Puestos a rebatir, podríamos pensar que la argumentación anterior respondería a una lógica “neoludista”, propio de personas que se oponen al desarrollo tecnológico y científico de una sociedad moderna. En una gran superficie hay otras tareas que realizar, de forma que un sistema de estas características conllevaría que el empleado se dedicara a otras cosas en beneficio de la atención a la clientela.

Quién sabe si nuestra protagonista, la cajera que autopaga, estaba pensando en lo sumamente alienante de su trabajo; una jornada entera escaneando productos y cobrando. Cierto, trabajar menos y trabajar mejor, nos podría servir como eslogan si el beneficio de los avances tecnológicos tuviera su correspondiente reparto en las distintas capas de la sociedad. En este caso, si aplicamos el sistema conocido como de “self checkout”, eliges el producto y lo pagas tú mismo, significa un desplazamiento de la carga del trabajo al propio usuario en beneficio de la rentabilidad del negocio.

La digitalización, robotización, la inteligencia artificial y en general, las tecnologías son asépticas.
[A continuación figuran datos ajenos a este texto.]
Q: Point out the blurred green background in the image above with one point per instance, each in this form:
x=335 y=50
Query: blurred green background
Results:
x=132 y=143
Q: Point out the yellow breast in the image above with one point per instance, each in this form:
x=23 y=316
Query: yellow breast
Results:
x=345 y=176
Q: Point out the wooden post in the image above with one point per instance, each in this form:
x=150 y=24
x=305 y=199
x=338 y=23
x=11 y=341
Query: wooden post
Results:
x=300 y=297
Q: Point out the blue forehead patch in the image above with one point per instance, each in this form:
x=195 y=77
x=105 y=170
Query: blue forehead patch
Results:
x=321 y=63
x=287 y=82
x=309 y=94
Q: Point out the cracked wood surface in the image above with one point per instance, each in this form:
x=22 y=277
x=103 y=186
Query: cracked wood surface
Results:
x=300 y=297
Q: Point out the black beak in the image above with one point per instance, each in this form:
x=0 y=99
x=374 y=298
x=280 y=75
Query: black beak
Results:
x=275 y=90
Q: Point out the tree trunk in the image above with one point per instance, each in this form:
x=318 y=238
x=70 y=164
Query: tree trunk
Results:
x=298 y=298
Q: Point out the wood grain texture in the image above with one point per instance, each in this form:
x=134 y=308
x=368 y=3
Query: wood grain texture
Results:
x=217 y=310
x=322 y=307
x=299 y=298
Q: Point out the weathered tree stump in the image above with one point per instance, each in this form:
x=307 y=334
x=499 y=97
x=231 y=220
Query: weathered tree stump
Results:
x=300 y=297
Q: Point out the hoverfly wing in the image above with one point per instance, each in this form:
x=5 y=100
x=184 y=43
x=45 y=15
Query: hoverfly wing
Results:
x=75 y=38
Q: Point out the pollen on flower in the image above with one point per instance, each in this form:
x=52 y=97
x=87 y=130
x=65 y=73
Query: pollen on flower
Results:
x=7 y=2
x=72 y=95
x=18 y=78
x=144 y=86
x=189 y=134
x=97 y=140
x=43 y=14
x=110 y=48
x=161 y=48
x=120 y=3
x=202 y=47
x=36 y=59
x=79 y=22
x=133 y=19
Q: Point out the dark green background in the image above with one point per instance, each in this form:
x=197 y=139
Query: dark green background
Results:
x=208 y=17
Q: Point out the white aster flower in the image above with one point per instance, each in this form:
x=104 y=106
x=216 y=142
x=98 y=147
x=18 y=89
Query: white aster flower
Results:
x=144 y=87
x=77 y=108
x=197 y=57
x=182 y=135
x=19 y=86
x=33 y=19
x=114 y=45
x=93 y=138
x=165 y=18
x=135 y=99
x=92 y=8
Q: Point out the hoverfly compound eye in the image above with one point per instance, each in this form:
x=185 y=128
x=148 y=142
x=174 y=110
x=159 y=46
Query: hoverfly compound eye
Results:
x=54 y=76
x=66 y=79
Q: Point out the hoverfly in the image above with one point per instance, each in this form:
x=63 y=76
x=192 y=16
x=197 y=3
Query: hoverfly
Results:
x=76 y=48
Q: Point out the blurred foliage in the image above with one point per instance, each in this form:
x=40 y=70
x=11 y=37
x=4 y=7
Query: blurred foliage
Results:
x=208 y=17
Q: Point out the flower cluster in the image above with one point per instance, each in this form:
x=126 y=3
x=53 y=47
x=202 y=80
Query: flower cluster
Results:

Serán buenas o malas en función del uso y de la carga ética de la propia sociedad (humana ésta), pues no contemplamos ningún tipo de determinismo tecnológico. El debate está servido cuando se llega a plantear que “los robots deban cotizar al Sistema de Seguridad Social”. Pero como el robot no es ese “humanoide con ojitos saltones”, en realidad lo que se plantea es la necesidad del reparto en los beneficios del propio desarrollo tecnológico, incluso llegando a percibirse ya de una forma no tan quimérica la idea del “salario mínimo universal”.

Acabamos esta trilogía de lo absurdo, aunque no sobrarán motivos ni ilustraciones para continuar reflexionando sobre ciertos estándares de negocio y de consumo; sobre un modelo de trabajo y de sociedad misma que nos incomoda. ¿Quieren una estampa? Paseen por los alrededores de cualquiera de esos establecimientos que dispensan comida rápida en su propio vehículo, ¡si es que tienen estómago!